Far fewer bat species carry viruses with high potential to cause disease epidemics in people than is widely assumed, researchers from the University of Oklahoma and Yale write in Communications Biology.
In fact, only certain types—especially those found in coastal South America, Southeast Asia, and equatorial Africa—harbor dangerous pathogens such as SARS-CoV-2, Marburg, and Nipah viruses, they found.
The team used advanced machine learning to identify groups of bat species most likely to host highly virulent and transmissible viruses.
"Characterizing host-virus associations is critical due to the rising frequency of emerging infectious diseases originating from wildlife," they wrote. "Past analyses have evaluated zoonotic risk as binary, but virulence, transmissibility, and death burden can vary dramatically."
Role of human encroachment, habitat destruction
A total of 889 mammal species, including 202 bat species, carried 112 virus species from 23 virus families. The viral families Togaviridae and Flaviviridae contained the risky viruses most likely to be found in bats. Rhinolophidae (horseshoe bats) harbored the most-dangerous viruses, aligning with previous analyses.
We hope our analyses can aid in facilitating conversations highlighting the ways in which human activities, not bats inherently, drive zoonotic viral emergence.
The bat superfamilies Emballonuroidea and Vespertilionoidea, most of which can roost in human-made structures such as houses, may pose a higher risk for viral spillover to people.
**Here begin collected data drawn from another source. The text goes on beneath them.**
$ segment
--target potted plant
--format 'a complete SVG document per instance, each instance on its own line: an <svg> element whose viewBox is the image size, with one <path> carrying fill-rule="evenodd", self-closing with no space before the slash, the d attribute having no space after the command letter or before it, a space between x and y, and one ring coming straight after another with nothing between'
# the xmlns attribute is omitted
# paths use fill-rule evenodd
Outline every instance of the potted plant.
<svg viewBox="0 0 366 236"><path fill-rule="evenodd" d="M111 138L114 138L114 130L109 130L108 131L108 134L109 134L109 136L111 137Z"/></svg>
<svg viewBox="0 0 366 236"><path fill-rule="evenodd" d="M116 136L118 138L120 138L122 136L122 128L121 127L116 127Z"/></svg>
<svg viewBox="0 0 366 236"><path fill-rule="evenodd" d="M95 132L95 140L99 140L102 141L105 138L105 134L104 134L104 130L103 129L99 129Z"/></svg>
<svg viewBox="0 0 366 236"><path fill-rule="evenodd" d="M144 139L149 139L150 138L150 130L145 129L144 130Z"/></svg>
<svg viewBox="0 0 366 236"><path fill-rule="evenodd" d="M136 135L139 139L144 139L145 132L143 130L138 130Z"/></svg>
Identifying the wildlife species most likely to carry these viruses can help target surveillance and conservation efforts, which can be time- and labor-intensive and costly.
Human encroachment and bat habitat disruption can increase zoonotic viral spread by increasing interspecies contact and stressing bats, which may tax their immune systems and boost viral shedding, the authors reported.
Culling bat colonies is not the solution, however, because this can increase viral prevalence in bats and amplify spillover risk. "We hope our analyses can aid in facilitating conversations highlighting the ways in which human activities, not bats inherently, drive zoonotic viral emergence," the researchers wrote.
Indeed, bats benefit ecosystems through, for example, pollination, seed dispersion, and agricultural pest consumption. "If we lost bats, agricultural production would be negatively affected, and so would economies," lead author Caroline Cummings, a doctoral student at the University of Oklahoma, said in a university news release.